UK organisations dealing in big data have been issued with a list of data protection requirements by the Information Commissioner’s Office [ICO] that link closely to the Data Protection Act [DPA].
The ICO’s Big data and data protection paper sets out a series of guidelines for companies that are handling data and explains the ways in which it expects big data organisations to behave.
“When personal data is being used, organisations must ensure they are complying with their obligations under the Data Protection Act [DPA],” stated the report, making no illusions as to what it expects of companies.
One major area flagged up by the ICO is anonymisation of data, which can lead to data ceasing to be personal, if done correctly, and allows companies to research products and services whilst at the same time giving assurances that it’s not using data that identifies individuals.
“In a world of multiple data sources effective anonymisation can be challenging and organisations must carry out a robust risk assessment,” noted the ICO.
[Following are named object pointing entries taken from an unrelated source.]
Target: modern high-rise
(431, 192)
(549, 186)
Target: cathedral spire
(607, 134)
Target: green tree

The ICO carried out its own research on big data between June 2013 and June 2014 and is particularly interested in the area as big data often involves personal data including social media, loyalty cards and sensors in clinical trials.
Another key area that the report covers is the repurposing of personal data, which is when organisations collect data for one reason then use for another or even pass it on to another company to use. The ICO stipulates that big data organisations must let individuals know when data is being used for different purposes in this instance.
Information security must be considered in relation to big data and organisations should treat the data using the same policies that are standard practice for the organisation in question. The ICO also added that the complex nature of big data analytics cannot be used as an excuse for failing to obtain consent.